Segundo Rocha, há fatores que precisam ser levados em conta para entender porque O El Niño —que terminou no primeiro semestre deste ano— não impactou o semiárido como em outros momentos.
Vários fatores podem ter contribuído. Primeiro, o El Niño deste ano foi relativamente fraco e seus efeitos não se manifestaram da mesma forma em todas as regiões.
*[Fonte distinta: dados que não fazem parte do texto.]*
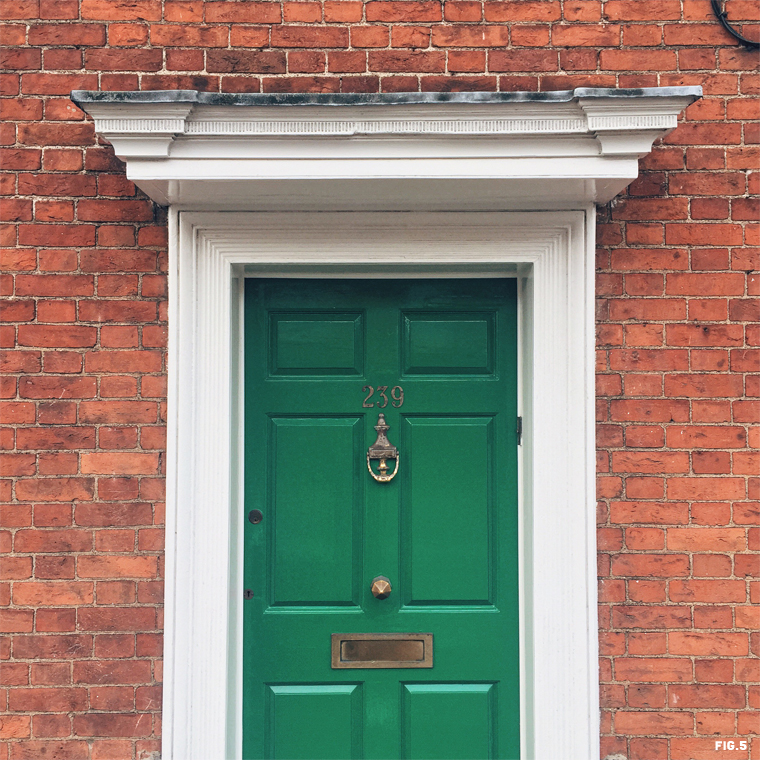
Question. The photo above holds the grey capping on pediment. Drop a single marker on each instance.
(85, 97)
Além disso, outros fenômenos climáticos, como o La Niña que está se formando, podem ter compensado a influência do El Niño no semiárido, trazendo mais umidade e chuvas.
Washington Rocha
Para José Marengo, existem situações de seca no Nordeste que não têm relação com o El Niño, em especial o aquecimento do Atlântico Norte.
Não existe uma correlação entre o El Niño e chuva no Nordeste de 100%. Exemplo: tivemos entre 2015 e 16, e uma seca tinha começado em 2012 por ação do oceano Atlântico Tropical Norte, que estava mais quente. E em 2017 e 2018 não foram anos de El Niño, mas a seca continuou na região.
José Marengo
Para ele, o clima já está alterado em todo o planeta, e a seca que o país enfrenta pode ser um reflexo dessa situação.
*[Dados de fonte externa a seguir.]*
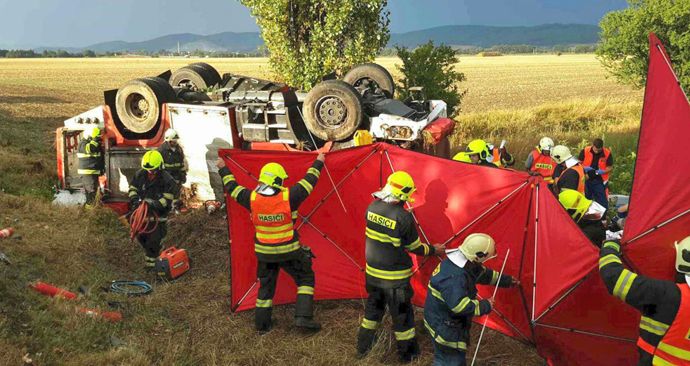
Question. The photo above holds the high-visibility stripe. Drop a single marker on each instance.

As mudanças climáticas estão alterando os padrões de chuva em todo o mundo, e o semiárido não está imune a isso. Podemos estar vendo um novo padrão, com eventos climáticos mais extremos, incluindo secas e chuvas intensas. Mas também é possível que essa situação seja apenas uma combinação de fatores climáticos favoráveis neste ano.